Dr. Conrads Plan ist, unsere 5 Versuchsgeräte unter allen Umständen zu fördern, dann einen Vergleich herbeizuführen mit einer anderen Entwicklungsstelle, die ebenfalls etwas plant. Entweder wird dann das Lebensfähigere siegen, oder es wird eine konstruktive Vereinheitlichung der beiden Ideen herbeigeführt werden.

Bis dahin ist es jedenfalls sehr wichtig, sich soviel wie möglich die Zeit zu nehmen, um Dr. C. über die Entwicklung zu berichten.

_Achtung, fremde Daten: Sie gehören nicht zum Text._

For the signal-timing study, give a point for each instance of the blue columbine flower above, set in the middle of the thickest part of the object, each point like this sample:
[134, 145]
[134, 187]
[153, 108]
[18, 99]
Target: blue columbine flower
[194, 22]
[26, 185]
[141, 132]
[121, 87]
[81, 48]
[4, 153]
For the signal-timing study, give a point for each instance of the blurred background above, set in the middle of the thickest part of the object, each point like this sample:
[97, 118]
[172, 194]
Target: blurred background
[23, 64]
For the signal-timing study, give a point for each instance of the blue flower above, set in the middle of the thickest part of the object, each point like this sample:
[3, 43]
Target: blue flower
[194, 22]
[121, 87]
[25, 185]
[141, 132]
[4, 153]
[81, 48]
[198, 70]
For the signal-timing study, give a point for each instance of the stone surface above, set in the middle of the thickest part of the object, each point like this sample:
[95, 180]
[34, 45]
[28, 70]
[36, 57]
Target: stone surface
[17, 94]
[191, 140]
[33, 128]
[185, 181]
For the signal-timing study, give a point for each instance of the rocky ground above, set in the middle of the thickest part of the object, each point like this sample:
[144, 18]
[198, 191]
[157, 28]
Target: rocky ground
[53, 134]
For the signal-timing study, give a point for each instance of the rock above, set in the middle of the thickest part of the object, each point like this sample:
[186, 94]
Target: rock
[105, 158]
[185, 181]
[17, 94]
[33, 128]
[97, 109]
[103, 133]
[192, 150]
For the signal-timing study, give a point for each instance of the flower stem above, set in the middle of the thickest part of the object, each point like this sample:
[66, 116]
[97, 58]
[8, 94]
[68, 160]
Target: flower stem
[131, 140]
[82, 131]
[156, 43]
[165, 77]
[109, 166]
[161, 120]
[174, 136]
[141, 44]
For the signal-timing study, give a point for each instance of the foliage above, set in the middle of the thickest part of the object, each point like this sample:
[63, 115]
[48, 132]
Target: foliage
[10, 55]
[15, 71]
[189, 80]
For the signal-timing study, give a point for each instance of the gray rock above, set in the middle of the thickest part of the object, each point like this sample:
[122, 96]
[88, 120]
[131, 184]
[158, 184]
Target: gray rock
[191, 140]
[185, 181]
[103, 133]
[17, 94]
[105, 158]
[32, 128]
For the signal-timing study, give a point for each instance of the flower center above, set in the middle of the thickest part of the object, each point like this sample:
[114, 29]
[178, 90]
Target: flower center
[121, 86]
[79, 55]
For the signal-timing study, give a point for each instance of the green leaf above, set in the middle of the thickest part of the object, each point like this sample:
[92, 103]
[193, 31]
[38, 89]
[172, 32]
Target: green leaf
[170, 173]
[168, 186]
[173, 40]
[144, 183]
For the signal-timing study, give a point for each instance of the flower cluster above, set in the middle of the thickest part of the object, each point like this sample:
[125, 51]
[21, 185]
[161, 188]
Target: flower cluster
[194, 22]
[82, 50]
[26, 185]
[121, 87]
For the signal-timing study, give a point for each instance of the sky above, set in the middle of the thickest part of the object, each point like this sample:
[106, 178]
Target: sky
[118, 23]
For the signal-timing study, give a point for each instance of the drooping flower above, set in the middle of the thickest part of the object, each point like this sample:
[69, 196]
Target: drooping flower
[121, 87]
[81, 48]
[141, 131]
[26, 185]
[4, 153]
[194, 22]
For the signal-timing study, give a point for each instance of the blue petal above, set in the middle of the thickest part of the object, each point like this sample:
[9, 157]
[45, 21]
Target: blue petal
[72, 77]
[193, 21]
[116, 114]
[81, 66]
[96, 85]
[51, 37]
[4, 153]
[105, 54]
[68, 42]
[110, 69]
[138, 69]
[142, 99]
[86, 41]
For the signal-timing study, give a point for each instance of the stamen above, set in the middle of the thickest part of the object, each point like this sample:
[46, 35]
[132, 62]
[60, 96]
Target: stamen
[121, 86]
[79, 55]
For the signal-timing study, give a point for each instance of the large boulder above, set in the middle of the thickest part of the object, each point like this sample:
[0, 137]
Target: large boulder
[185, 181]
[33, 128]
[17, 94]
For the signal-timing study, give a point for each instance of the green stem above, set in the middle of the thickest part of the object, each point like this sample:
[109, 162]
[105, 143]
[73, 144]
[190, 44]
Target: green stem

Abschließend kann gesagt werden, dass gerade durch die Verbindung der Milchgeräte mit der landwirtschaftlichen Universalmaschine eine sehr breite Verhandlungsgrundlage geschaffen worden ist, um mit der Militärregierung Stuttgart und damit auch mit dem Länder-, sowie dem Kontrollrat in Verbindung zu kommen.

Es handelt sich nun darum, dieses Eisen so lange wie möglich warm zu halten, um, wenn auch nach vielen Umwegen und Mühen davon zu profitieren.

(Wichtig ist bei Anrufen: Sekretärin Frau Raitinger).